🤖 AI Summary
Multilingual large language models frequently exhibit language mixing—generating responses in unintended languages—particularly in low-resource language settings, severely compromising linguistic consistency and user experience. To address this, we first identify an intrinsic deficiency in pretrained models: their inability to discriminate between monolingual and code-mixed text. We then propose an explicit language-mixing penalty mechanism built upon the ORPO framework, requiring no additional annotated data. Our approach incorporates temperature-robust decoding design and cross-lingual generation loss modeling to enable lightweight, efficient supervised fine-tuning.

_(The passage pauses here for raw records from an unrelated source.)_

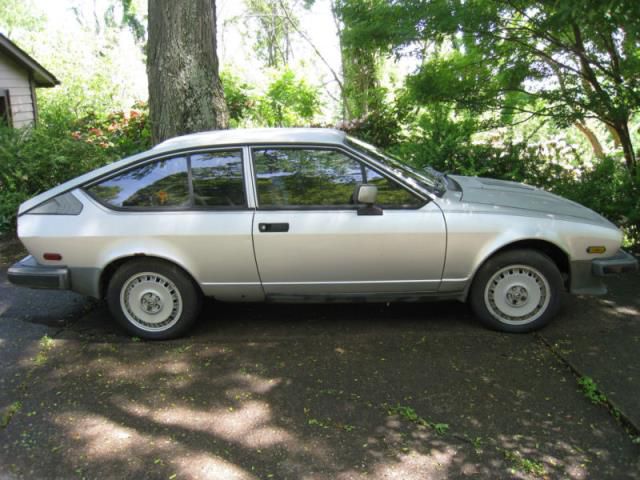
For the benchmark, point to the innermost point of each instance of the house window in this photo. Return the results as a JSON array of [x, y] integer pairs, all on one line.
[[5, 108]]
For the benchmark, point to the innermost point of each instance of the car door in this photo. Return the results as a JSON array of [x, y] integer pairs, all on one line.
[[309, 239]]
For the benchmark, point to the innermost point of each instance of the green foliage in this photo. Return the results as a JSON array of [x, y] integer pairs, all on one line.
[[525, 465], [272, 22], [62, 147], [382, 126], [410, 415], [565, 61], [237, 94], [590, 390], [288, 101]]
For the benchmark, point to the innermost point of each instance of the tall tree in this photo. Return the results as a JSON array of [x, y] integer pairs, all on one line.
[[566, 61], [185, 93], [361, 64], [273, 22]]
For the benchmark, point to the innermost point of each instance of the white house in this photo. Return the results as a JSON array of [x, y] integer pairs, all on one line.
[[20, 75]]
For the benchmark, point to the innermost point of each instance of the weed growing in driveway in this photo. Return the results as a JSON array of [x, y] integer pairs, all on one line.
[[410, 414], [8, 413], [590, 390], [46, 344], [524, 465]]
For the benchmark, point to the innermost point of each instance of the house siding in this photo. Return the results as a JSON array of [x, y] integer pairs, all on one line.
[[16, 80]]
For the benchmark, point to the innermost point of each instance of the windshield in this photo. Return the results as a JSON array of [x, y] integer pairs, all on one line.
[[430, 179]]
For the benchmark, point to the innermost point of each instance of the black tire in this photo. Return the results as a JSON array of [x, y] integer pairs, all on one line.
[[140, 293], [526, 291]]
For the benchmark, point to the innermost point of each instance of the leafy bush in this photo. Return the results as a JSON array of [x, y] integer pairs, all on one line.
[[436, 139], [60, 148]]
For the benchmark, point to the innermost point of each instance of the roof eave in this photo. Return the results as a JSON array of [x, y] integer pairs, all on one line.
[[42, 76]]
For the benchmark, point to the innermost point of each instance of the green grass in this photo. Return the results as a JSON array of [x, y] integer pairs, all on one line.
[[8, 413], [590, 390], [524, 465], [410, 415]]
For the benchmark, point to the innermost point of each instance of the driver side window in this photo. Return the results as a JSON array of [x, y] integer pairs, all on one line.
[[317, 177]]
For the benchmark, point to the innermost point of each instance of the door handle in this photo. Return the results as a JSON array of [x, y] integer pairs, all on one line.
[[273, 227]]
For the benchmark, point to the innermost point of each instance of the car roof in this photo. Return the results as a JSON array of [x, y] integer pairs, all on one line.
[[197, 140], [253, 136]]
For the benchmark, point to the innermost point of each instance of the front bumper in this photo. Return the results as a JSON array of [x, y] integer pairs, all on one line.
[[621, 262], [29, 273]]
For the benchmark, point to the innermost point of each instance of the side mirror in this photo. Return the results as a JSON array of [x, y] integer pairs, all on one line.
[[367, 194]]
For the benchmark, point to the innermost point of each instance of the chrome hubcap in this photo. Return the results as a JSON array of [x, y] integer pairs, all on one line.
[[517, 294], [151, 301]]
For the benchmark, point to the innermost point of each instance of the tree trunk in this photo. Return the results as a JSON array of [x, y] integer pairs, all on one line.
[[185, 93]]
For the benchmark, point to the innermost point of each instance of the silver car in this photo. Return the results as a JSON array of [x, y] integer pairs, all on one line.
[[307, 215]]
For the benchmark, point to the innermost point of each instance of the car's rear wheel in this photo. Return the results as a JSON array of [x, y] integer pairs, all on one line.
[[153, 299], [517, 291]]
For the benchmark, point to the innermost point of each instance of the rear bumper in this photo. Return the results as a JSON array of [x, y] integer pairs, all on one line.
[[29, 273], [621, 262]]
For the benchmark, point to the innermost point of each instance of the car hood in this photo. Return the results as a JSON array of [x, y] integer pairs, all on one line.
[[502, 193]]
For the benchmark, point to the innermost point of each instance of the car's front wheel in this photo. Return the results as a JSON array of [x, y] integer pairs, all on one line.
[[517, 291], [153, 299]]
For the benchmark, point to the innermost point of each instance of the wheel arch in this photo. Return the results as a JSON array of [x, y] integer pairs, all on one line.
[[557, 255], [110, 268]]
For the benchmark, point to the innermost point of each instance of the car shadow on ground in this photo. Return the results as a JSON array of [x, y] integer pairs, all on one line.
[[308, 391]]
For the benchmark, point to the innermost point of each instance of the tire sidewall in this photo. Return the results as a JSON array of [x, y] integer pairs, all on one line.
[[189, 292], [539, 261]]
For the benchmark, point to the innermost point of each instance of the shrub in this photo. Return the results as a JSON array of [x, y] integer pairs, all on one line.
[[60, 148]]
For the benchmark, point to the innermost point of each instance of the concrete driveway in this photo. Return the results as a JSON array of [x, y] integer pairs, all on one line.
[[319, 392]]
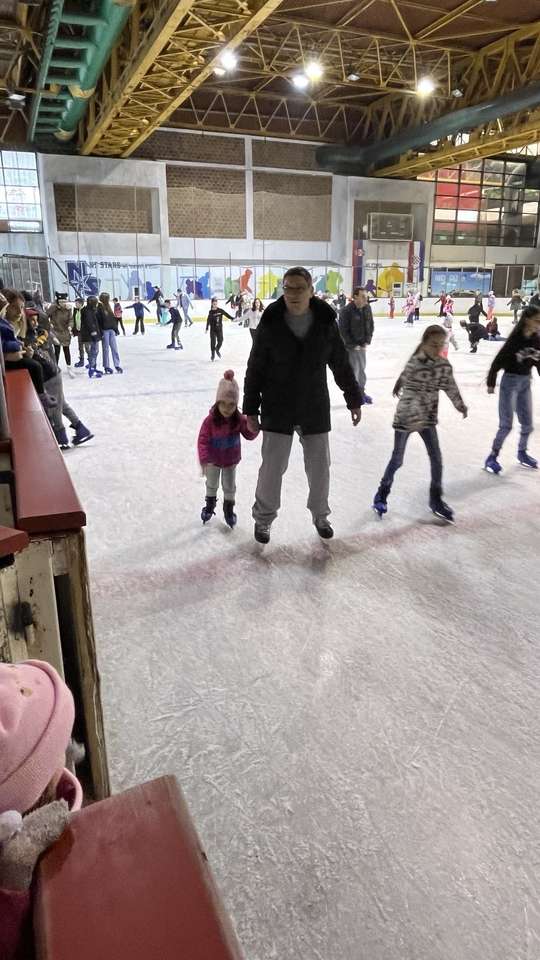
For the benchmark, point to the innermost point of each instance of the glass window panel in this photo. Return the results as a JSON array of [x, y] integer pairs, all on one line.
[[447, 189], [446, 203], [21, 211], [441, 214], [443, 233], [21, 178], [471, 176], [469, 190], [448, 175], [467, 216], [22, 194], [473, 165], [25, 226], [469, 203], [26, 160], [494, 166], [493, 179]]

Experimental results demonstrate that our method significantly reduces language mixing rates, maintains high language accuracy even under high-temperature decoding, and preserves both generation quality and multilingual capability without degradation.
📝 Abstract
Large language models often suffer from language confusion, a phenomenon where responses are partially or entirely generated in unintended languages. This can critically impact user experience in low-resource settings. We hypothesize that conventional supervised fine-tuning exacerbates this issue because the softmax objective focuses probability mass only on the single correct token but does not explicitly penalize cross-lingual mixing. Interestingly, by observing loss trajectories during the pretraining phase, we observe that models fail to learn to distinguish between monolingual and language-confused text. Additionally, we find that ORPO, which adds penalties for unwanted output styles to standard SFT, effectively suppresses language-confused generations even at high decoding temperatures without degrading overall model performance. Our findings suggest that incorporating appropriate penalty terms can mitigate language confusion in low-resource settings with limited data.